Free trade is constructed to grease the rails for giant transnational corporations. One aspect of that lubrication involves so-called protective tariffs. As in, the abolition of such tariffs.
Suppose, for example, a US-based transnational corporation is selling its goods to China. Suddenly, overnight, it has to pay a big duty on these goods when they arrive at China ports. That would cut profits and allow Chinese companies that make similar products to gain a domestic advantage inside China.
How might that sudden duty (tariff) have been laid on at China ports?
Well, if China were exporting goods to the US (any goods), and if those goods were priced much lower than US companies making the same goods were able to charge inside the US, this would throw those US companies into a tailspin. Lost jobs, lost profits, and so on.
So those US companies gain the ear of the White House, and the president decides to levy a tariff on these goods coming from China, to even the playing field. China then responds with tariffs on its end.
That back and forth situation creates a nightmare for big transationals seeking to move their goods into China.
Hence, free trade. All the signatories to the GATT treaty swear to eliminate these tariffs.
It matters not to these transnationals that US workers are thrown out of work because their companies can't compete against goods from, say, China. Unemployment in the US is simply part of "doing business."
The transnationals win. They are the true beneficiaries of free trade.
No matter what Bush or Kerry say, they support free trade. And they never even imagine a kind of self-sufficiency for the US in which the need for (cheap undercutting) goods from abroad are not necessary for America. That fantasy, in their minds, is not even on the radar.
"Global economic interdependence" is sold as the "new thing" that cannot be avoided, and the dreaded word "isolationism" is used to tar anyone who stumps for American self-sufficiency.

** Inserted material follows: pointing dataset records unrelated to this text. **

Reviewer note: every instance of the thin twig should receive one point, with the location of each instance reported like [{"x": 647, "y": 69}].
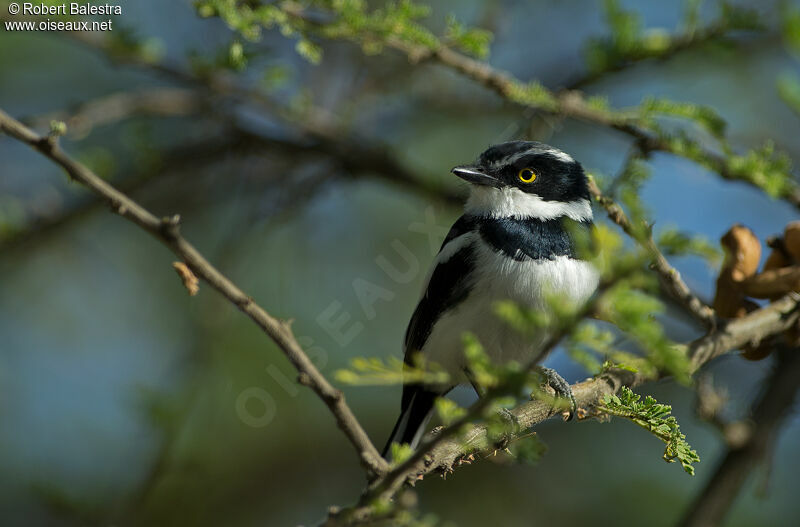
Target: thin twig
[{"x": 167, "y": 230}]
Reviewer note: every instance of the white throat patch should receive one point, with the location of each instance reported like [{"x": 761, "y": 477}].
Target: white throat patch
[{"x": 509, "y": 201}]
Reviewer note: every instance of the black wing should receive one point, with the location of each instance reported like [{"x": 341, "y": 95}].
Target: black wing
[{"x": 449, "y": 284}]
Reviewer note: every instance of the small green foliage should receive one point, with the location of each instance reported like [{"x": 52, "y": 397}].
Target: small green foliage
[
  {"x": 608, "y": 365},
  {"x": 528, "y": 449},
  {"x": 790, "y": 27},
  {"x": 58, "y": 128},
  {"x": 472, "y": 41},
  {"x": 789, "y": 90},
  {"x": 309, "y": 51},
  {"x": 674, "y": 242},
  {"x": 656, "y": 418},
  {"x": 704, "y": 116},
  {"x": 588, "y": 345},
  {"x": 333, "y": 19},
  {"x": 628, "y": 41},
  {"x": 633, "y": 311},
  {"x": 448, "y": 410},
  {"x": 478, "y": 362},
  {"x": 373, "y": 371},
  {"x": 400, "y": 453},
  {"x": 765, "y": 168},
  {"x": 236, "y": 57},
  {"x": 532, "y": 94}
]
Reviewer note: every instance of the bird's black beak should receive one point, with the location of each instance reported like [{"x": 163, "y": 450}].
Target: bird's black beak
[{"x": 475, "y": 176}]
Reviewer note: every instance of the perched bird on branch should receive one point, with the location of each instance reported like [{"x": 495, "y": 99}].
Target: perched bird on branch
[{"x": 513, "y": 242}]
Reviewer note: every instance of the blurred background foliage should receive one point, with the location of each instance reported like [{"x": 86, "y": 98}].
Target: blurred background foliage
[{"x": 124, "y": 401}]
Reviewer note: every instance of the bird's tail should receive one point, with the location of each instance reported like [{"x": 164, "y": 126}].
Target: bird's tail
[{"x": 413, "y": 418}]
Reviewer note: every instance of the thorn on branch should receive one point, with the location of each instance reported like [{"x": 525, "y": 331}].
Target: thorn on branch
[
  {"x": 190, "y": 281},
  {"x": 170, "y": 226}
]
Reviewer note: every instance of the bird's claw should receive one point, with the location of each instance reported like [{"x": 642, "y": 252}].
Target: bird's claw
[{"x": 561, "y": 387}]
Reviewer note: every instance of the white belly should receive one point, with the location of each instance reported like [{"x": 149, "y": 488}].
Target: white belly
[{"x": 500, "y": 278}]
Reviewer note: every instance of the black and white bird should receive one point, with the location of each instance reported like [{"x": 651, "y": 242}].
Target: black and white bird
[{"x": 511, "y": 243}]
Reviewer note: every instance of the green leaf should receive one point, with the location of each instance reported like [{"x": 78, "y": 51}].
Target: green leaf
[{"x": 657, "y": 419}]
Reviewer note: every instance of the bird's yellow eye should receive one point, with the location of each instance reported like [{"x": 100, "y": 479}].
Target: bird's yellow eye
[{"x": 527, "y": 175}]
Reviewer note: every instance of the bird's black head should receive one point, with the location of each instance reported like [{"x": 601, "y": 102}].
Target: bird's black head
[
  {"x": 526, "y": 179},
  {"x": 529, "y": 167}
]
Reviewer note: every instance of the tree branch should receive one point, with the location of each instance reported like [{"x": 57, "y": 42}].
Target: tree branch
[
  {"x": 712, "y": 504},
  {"x": 449, "y": 452},
  {"x": 167, "y": 230},
  {"x": 669, "y": 276}
]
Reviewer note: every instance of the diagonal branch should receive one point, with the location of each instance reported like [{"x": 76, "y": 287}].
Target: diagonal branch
[{"x": 167, "y": 230}]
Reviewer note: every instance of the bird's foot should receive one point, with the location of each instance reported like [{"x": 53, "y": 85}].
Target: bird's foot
[{"x": 561, "y": 387}]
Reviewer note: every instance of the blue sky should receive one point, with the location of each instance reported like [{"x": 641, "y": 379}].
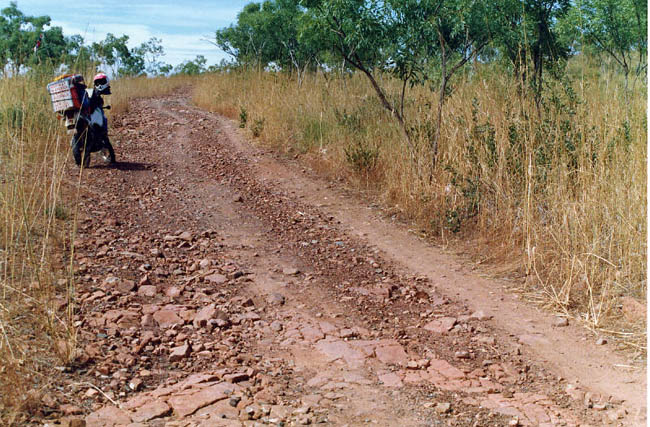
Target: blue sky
[{"x": 183, "y": 25}]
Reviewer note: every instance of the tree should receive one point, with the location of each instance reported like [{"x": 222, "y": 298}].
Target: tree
[
  {"x": 193, "y": 67},
  {"x": 417, "y": 40},
  {"x": 114, "y": 52},
  {"x": 152, "y": 50},
  {"x": 528, "y": 33},
  {"x": 24, "y": 41},
  {"x": 277, "y": 32}
]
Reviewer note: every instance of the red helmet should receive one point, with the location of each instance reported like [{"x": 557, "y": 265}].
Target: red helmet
[{"x": 102, "y": 84}]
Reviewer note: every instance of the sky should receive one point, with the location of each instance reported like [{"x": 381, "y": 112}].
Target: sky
[{"x": 183, "y": 25}]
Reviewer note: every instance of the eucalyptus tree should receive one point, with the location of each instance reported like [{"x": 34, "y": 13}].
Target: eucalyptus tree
[
  {"x": 25, "y": 40},
  {"x": 528, "y": 34},
  {"x": 617, "y": 28},
  {"x": 273, "y": 32},
  {"x": 419, "y": 41}
]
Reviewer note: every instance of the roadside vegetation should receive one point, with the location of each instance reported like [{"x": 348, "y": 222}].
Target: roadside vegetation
[{"x": 514, "y": 132}]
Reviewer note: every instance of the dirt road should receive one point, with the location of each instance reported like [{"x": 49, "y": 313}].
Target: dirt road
[{"x": 220, "y": 285}]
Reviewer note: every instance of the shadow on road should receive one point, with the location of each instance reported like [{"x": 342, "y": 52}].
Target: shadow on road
[{"x": 126, "y": 166}]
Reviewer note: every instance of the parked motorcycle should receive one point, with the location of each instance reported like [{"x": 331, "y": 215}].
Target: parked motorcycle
[{"x": 83, "y": 111}]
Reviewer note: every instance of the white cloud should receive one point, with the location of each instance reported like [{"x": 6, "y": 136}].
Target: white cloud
[
  {"x": 182, "y": 25},
  {"x": 178, "y": 47}
]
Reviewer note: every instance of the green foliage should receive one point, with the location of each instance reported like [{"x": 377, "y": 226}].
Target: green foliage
[
  {"x": 617, "y": 28},
  {"x": 258, "y": 127},
  {"x": 274, "y": 32},
  {"x": 24, "y": 41},
  {"x": 361, "y": 156},
  {"x": 193, "y": 67}
]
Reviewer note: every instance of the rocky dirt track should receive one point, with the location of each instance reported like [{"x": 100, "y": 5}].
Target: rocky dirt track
[{"x": 210, "y": 295}]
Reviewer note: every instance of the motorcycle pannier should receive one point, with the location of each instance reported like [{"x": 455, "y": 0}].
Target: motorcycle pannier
[{"x": 66, "y": 92}]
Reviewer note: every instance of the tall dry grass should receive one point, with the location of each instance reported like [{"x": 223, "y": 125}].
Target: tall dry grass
[
  {"x": 126, "y": 89},
  {"x": 555, "y": 196},
  {"x": 36, "y": 332}
]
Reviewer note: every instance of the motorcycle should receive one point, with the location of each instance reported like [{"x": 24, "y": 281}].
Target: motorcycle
[{"x": 83, "y": 111}]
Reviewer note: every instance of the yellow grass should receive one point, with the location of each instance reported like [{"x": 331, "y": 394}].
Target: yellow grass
[
  {"x": 558, "y": 195},
  {"x": 37, "y": 284},
  {"x": 35, "y": 335}
]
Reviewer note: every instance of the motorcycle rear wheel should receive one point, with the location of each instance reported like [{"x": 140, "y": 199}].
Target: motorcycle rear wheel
[
  {"x": 107, "y": 153},
  {"x": 78, "y": 152}
]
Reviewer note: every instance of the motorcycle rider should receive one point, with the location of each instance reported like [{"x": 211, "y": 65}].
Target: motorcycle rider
[
  {"x": 101, "y": 86},
  {"x": 92, "y": 108}
]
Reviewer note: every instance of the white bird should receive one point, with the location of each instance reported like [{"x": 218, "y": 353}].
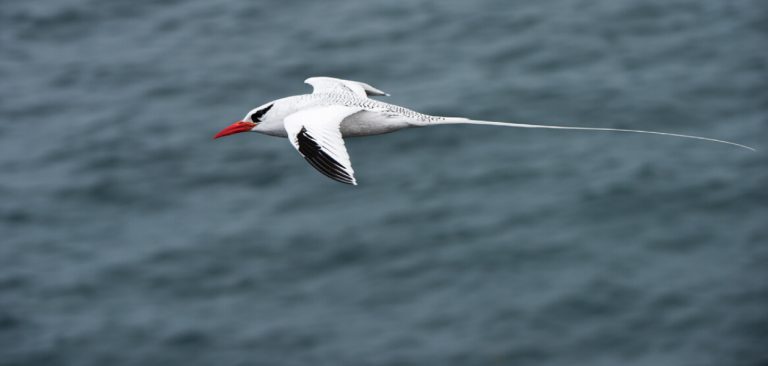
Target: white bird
[{"x": 317, "y": 123}]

There are even people who claim to support a free market who say that America should never lay on protective tariffs on goods coming into the US.

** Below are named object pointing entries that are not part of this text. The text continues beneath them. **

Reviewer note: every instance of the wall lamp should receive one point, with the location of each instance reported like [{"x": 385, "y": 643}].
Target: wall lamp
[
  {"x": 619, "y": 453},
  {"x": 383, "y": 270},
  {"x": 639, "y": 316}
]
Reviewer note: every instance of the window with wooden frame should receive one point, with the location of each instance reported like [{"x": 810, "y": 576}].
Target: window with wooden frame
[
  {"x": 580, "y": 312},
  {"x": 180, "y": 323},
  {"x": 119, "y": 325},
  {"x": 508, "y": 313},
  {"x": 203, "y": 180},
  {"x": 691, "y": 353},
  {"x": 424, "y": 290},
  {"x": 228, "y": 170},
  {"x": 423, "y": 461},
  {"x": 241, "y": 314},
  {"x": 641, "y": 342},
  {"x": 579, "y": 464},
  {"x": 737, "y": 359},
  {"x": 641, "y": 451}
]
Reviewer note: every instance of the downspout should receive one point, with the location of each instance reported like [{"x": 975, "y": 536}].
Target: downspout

But there are different types of free markets. To obstruct (with tariffs) commerce inside the US is far different from obstructing goods coming into the US that drastically threaten US jobs.
There is no public political debate on these matters. There are only slogans for the suckers. In part, that is because, for many years now, economic heavy hitters have considered all nations to be fictions. This concept bleeds right up into the White House. So-called Republicans, who are supposed to stand for a strong and independent America, and so-called Democrats, who are supposed to champion the rights of American workers, take on the same skin. They digest and acept the de facto notion that America is a fiction.
And having accepted that, the Democrats and the Republicans go on to make all sorts of bloviating pronouncements about America the Beautiful. The American people, at a loss to find an intelligent debate about these economic matters, weigh and assess the competing slogans like jewels laid out on velvet as they go to the polls.